Die nachfolgenden vier Grundrechte wurden durch das verfassungsändernde Gesetz vom 24. Juni 1968 betroffen:
Artikel 10 hatte in seiner ursprünglichen Fassung keine unterschiedlichen Absätze und kannte keine telefonische oder postalische Überwachung des Bürgers.[37] 1968 wurde Artikel 10 in zwei Absätze gesplittet - und in Art. 10 II 2 die Möglichkeiten zur Überwachung der Bürger geschaffen, ohne dass die Betroffenen davon erfahren.[38]
Das einschlägige Gesetz dazu ist das Artikel 10-Gesetz – G 10 in der Fassung vom 17. August 2017[39]. 2017 wurden nach Freigabe durch die G 10-Kommission insgesamt 276 Überwachungen nach § 3 G 10 durchgeführt.[40]
Im Rahmen der Notstandsgesetze hat der Staat die Handhabe, bestimmte Überwachungen heimlich durchzuführen, auch wenn es üblich ist, dass jeder Bürger das Recht hat, dagegen vor Gericht zu klagen (Rechtsweggarantie).
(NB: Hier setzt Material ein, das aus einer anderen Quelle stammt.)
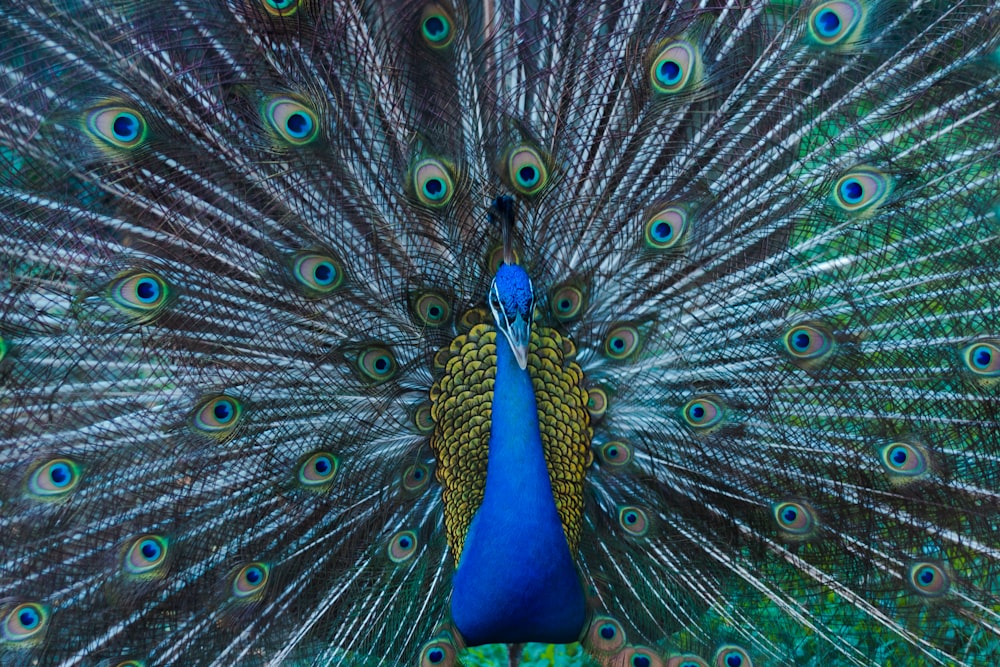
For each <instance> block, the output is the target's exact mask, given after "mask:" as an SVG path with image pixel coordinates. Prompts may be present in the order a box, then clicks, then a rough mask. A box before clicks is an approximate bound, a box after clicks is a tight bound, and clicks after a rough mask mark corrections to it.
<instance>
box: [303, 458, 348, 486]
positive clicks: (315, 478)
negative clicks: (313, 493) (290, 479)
mask: <svg viewBox="0 0 1000 667" xmlns="http://www.w3.org/2000/svg"><path fill="white" fill-rule="evenodd" d="M339 469H340V460H339V459H338V458H337V457H336V456H334V455H333V454H331V453H329V452H315V453H313V454H310V455H309V456H307V457H306V459H305V460H304V461H302V462H301V463H300V464H299V474H298V479H299V482H300V483H301V484H302V485H303V486H305V487H310V488H318V487H324V486H326V485H328V484H329V483H330V482H332V481H333V479H334V477H336V476H337V471H338V470H339Z"/></svg>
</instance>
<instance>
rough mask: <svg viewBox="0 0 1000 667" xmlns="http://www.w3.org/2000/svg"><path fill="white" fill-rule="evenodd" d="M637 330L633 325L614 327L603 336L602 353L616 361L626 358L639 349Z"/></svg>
mask: <svg viewBox="0 0 1000 667" xmlns="http://www.w3.org/2000/svg"><path fill="white" fill-rule="evenodd" d="M640 340H641V339H640V336H639V331H638V330H637V329H636V328H635V327H631V326H628V325H622V326H618V327H615V328H614V329H612V330H611V331H609V332H608V335H607V336H605V337H604V354H606V355H607V356H608V357H609V358H611V359H614V360H616V361H620V360H622V359H627V358H628V357H630V356H631V355H633V354H635V353H636V351H638V349H639V342H640Z"/></svg>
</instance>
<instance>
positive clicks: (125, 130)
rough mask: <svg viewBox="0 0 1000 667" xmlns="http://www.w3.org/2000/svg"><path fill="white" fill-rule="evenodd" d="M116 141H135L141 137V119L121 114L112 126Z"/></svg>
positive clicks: (129, 113)
mask: <svg viewBox="0 0 1000 667" xmlns="http://www.w3.org/2000/svg"><path fill="white" fill-rule="evenodd" d="M111 129H112V132H114V135H115V139H118V140H119V141H134V140H135V139H136V138H137V137H138V136H139V119H138V118H136V117H135V116H134V115H133V114H130V113H120V114H118V115H117V116H115V119H114V121H113V122H112V124H111Z"/></svg>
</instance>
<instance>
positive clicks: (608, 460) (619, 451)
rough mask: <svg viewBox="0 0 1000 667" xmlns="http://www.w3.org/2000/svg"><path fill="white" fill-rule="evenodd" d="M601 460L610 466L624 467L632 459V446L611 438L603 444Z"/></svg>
mask: <svg viewBox="0 0 1000 667" xmlns="http://www.w3.org/2000/svg"><path fill="white" fill-rule="evenodd" d="M600 451H601V461H603V462H604V463H606V464H608V465H609V466H615V467H619V468H620V467H622V466H624V465H628V463H629V462H630V461H631V460H632V446H631V445H629V444H628V443H626V442H622V441H621V440H611V441H608V442H606V443H604V444H603V445H602V446H601V450H600Z"/></svg>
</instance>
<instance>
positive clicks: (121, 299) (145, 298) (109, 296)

Technisch wurde diese Ausnahme erreicht, indem Artikel 19 Absatz 4 erweitert wurde (neuer Satz 3), der die Rechtswegegarante für den Fall der Überwachung aushebelt.[41] Für alle anderen Tatbestände im deutschen Rechtskreis bleibt die Rechtsweggarantie aufrecht,[42] auch im Notstand.[43][44]
Artikel 11, Absatz 2 wurde an den in folgender Tabelle aufgezeigten Stellen geändert:[45]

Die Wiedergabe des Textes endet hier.